Le ministre chargé des Collectivités territoriales Sébastien Lecornu sera plus particulièrement chargé du lien avec les élus locaux, quand Emmanuelle Wargon, secrétaire d’Etat auprès du ministre de la transition écologique, aura davantage la main sur la logistique complexe de ce grand débat inédit. Un collège de personnalités va par ailleurs être nommé pour «garantir l'indépendance» de l'exercice, mais ces nominations devront encore attendre le 18 janvier.


Deux de ces cinq personnes seront désignées par le gouvernement, tandis que les trois autres seront nommées respectivement par les présidents de l'Assemblée nationale, du Sénat et du Conseil économique, social et environnemental.

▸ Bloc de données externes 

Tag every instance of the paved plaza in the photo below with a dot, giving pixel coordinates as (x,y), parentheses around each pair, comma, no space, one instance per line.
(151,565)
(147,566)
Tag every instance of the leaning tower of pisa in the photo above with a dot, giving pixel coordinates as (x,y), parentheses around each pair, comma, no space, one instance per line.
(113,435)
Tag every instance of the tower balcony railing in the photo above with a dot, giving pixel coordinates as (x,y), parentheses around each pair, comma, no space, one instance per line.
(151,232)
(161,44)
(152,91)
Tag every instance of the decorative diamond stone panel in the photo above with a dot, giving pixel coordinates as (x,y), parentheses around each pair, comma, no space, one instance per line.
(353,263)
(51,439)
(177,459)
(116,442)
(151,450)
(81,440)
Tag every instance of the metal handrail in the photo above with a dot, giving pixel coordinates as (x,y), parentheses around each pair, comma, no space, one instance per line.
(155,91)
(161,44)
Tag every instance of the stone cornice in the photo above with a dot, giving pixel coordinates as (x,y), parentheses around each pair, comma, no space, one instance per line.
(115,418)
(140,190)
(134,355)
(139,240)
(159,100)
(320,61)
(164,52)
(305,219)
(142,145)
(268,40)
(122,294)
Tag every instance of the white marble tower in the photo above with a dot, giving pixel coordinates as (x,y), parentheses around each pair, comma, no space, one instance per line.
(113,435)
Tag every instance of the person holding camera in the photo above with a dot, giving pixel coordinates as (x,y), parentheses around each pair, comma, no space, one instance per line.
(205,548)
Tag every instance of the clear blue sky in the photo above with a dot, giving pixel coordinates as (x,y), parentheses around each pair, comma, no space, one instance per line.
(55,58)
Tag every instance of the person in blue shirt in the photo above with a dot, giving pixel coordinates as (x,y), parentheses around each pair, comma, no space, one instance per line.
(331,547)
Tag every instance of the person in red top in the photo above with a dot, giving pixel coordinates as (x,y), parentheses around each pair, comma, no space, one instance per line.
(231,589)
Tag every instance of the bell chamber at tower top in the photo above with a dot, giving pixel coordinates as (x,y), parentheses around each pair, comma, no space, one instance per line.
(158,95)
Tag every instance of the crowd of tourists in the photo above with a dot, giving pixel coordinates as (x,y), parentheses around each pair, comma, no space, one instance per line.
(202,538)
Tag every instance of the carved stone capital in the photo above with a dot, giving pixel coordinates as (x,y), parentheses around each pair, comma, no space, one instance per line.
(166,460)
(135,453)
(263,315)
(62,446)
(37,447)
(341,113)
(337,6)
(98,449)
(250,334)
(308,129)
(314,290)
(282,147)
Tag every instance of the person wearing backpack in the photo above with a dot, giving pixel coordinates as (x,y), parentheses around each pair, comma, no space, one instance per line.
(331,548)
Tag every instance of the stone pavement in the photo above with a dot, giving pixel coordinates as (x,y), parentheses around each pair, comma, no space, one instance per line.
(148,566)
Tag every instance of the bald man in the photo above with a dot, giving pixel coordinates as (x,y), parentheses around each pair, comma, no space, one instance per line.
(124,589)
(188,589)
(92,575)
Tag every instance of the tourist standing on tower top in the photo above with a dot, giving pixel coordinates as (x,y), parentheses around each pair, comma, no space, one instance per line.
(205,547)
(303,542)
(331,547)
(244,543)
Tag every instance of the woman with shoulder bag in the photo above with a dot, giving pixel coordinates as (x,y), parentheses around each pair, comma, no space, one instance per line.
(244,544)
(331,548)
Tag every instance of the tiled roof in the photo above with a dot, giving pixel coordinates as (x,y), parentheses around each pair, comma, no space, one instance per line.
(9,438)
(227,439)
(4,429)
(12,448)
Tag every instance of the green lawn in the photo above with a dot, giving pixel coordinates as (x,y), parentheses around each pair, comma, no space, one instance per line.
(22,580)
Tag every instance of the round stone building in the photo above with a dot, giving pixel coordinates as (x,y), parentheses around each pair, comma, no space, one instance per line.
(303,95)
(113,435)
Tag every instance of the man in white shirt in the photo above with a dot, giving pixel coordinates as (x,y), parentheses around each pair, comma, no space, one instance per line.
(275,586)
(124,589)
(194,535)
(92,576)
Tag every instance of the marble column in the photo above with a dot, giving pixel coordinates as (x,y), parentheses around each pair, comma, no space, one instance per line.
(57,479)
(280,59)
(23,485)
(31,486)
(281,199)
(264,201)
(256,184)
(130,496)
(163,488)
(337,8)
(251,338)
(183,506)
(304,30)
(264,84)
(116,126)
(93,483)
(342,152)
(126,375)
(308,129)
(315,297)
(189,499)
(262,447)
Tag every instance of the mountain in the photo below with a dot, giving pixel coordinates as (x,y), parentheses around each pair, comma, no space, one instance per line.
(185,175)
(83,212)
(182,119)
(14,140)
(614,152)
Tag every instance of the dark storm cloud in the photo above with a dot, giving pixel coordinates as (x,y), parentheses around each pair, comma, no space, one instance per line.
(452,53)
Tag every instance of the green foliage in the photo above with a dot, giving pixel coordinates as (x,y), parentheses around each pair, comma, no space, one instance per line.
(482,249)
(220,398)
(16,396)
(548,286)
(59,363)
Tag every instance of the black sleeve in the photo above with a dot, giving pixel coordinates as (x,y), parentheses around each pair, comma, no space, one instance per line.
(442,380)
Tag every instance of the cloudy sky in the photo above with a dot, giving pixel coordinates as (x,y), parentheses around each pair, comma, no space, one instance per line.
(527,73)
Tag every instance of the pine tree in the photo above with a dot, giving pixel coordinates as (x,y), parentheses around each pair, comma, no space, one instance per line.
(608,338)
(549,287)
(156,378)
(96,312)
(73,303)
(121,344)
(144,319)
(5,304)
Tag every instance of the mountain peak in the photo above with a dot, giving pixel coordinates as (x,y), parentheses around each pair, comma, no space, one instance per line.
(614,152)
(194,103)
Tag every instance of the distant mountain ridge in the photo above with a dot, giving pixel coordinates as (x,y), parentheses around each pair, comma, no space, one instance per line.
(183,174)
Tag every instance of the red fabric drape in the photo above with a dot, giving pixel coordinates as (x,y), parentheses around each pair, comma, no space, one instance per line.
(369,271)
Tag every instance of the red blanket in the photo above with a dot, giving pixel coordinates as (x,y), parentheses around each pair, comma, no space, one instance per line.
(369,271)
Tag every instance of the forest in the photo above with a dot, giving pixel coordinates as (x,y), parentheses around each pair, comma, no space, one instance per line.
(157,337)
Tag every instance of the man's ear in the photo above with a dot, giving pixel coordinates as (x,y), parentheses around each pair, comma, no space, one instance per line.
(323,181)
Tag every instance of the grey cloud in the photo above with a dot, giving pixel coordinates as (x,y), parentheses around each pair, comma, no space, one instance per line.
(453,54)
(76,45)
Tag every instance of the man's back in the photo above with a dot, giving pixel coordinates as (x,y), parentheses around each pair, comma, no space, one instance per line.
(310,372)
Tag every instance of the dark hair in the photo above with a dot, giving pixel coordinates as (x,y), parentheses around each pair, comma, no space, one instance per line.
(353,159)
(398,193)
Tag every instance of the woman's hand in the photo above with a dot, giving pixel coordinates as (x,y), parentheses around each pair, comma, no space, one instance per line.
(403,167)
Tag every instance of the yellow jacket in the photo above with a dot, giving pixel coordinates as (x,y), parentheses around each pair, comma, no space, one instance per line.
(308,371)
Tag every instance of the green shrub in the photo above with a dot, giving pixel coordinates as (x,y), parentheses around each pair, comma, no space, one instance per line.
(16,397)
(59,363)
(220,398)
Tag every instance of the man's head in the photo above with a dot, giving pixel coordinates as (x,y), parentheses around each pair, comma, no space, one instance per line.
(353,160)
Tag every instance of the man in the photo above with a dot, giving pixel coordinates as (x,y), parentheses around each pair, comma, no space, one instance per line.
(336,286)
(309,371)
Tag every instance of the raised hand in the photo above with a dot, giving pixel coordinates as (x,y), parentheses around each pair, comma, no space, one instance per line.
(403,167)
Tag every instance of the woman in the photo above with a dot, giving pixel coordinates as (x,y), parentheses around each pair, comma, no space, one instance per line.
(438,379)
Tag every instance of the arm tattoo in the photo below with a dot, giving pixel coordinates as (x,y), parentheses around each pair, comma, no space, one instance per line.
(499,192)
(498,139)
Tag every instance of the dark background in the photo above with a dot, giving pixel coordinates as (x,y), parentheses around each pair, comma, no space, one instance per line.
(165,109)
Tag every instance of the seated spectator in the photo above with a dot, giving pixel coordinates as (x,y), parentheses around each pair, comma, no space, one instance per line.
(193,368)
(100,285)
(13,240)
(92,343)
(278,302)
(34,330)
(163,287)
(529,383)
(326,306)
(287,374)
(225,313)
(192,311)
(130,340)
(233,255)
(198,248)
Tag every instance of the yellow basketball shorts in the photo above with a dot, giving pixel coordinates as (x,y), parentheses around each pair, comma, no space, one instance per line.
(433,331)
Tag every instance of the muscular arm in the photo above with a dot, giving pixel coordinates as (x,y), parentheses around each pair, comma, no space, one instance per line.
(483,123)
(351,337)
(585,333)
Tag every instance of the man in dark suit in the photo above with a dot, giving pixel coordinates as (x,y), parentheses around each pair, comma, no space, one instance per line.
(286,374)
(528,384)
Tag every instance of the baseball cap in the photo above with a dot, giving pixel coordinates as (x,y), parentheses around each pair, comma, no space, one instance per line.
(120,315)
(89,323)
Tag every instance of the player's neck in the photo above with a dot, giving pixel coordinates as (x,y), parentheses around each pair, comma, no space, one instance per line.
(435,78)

Le gouvernement va également proposer «à toutes les formations politiques représentées à l’Assemblée nationale ou au Sénat» de participer à un «comité de suivi, chargé de veiller au plein respect du principe de pluralisme.» La mission du Grand Débat National et les ministres en charge réuniront également «régulièrement» les partenaires sociaux, acteurs associatifs, et les associations d'élus.

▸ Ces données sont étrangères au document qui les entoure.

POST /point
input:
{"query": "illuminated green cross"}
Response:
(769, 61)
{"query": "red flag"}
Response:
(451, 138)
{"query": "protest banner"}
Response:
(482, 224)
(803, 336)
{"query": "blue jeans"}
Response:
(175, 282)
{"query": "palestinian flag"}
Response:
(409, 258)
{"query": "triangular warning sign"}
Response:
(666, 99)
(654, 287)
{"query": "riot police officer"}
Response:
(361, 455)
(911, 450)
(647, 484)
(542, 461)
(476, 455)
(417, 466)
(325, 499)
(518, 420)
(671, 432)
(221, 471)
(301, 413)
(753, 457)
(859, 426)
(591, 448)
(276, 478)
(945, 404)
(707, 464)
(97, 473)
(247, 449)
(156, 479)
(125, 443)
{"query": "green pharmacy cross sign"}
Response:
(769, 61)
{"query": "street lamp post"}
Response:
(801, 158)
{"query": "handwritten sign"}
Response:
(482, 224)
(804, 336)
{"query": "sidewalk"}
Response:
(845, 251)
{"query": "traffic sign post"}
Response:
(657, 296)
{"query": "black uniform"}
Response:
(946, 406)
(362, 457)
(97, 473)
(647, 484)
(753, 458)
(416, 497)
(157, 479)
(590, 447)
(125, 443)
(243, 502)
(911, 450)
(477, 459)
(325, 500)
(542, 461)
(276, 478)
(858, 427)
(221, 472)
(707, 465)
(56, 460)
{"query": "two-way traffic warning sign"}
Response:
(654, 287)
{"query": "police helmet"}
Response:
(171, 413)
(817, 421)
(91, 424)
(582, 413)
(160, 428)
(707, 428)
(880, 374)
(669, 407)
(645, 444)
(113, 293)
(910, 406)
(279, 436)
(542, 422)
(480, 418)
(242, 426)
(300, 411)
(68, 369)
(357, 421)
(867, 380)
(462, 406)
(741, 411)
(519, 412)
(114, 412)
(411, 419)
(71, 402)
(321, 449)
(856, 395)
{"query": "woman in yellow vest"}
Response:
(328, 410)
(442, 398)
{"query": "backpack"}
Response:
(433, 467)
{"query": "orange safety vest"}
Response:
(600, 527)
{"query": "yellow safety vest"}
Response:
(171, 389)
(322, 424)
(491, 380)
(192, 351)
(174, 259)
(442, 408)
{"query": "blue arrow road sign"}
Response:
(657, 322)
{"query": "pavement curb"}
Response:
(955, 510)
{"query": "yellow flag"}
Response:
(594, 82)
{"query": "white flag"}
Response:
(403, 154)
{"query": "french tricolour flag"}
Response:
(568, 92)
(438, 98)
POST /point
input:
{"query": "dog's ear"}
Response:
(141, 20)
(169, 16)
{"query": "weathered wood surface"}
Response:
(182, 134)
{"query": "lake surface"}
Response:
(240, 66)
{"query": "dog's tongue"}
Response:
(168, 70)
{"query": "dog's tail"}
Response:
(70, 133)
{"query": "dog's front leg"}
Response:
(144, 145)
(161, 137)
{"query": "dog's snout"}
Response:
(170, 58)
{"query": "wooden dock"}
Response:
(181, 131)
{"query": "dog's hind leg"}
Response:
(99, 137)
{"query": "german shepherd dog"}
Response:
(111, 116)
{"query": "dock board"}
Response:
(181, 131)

Un débat peu pertinent aux yeux des Français ?


Dans sa lettre aux Français diffusée le 13 janvier, le président de la République a assuré que les propositions serviraient à l'élaboration d'un «nouveau contrat pour la Nation», dont il rendra compte «dans le mois qui suivra la fin du débat». Le gouvernement rendra publiques toutes les contributions et «prendra en compte tous les avis et propositions, [...] selon les principes de transparence, de pluralisme et d’inclusion, de neutralité, d’égalité, de respect de la parole de chacun.»


 

D'après une enquête d'opinion de l'institut OpinionWay, une courte majorité des Français déclarerait ne pas avoir l'intention de participer à l'initiative gouvernementale. Plus préoccupant pour l'exécutif, une forte proportion n'en attend rien : si l'on admet l'extrapolation à la population des résultats de l'enquête réalisée du 9 au 11 janvier auprès de 1 065 personnes par l'institut de sondage OpinionWay, le Grand débat national proposé par Emmanuel Macron ne passionnerait pas les foules outre mesure.


Effectuée selon la méthode des quotas, avec une marge d'erreur annoncée de 1,4 à 3,1 points, l'étude publiée ce 14 janvier indique que plus d'un Français sur deux (52%) n'a pas l'intention de participer à l'exercice. Si 39% des Français considéreraient qu'il s'agit d'un «moyen de faire passer un message» au gouvernement, ils seraient 67% à considérer que le débat ne permettra pas de sortir de la crise des Gilets jaunes. Dans le détail, parmi ceux qui déclarent qu'ils ne participeront pas à la consultation, 37% des interrogés estiment que «cela ne sert à rien».


Autre enseignement de cette enquête : les Français soutiendraient toujours majoritairement le mouvement des Gilets jaunes, à 57% selon les calculs des sondeurs.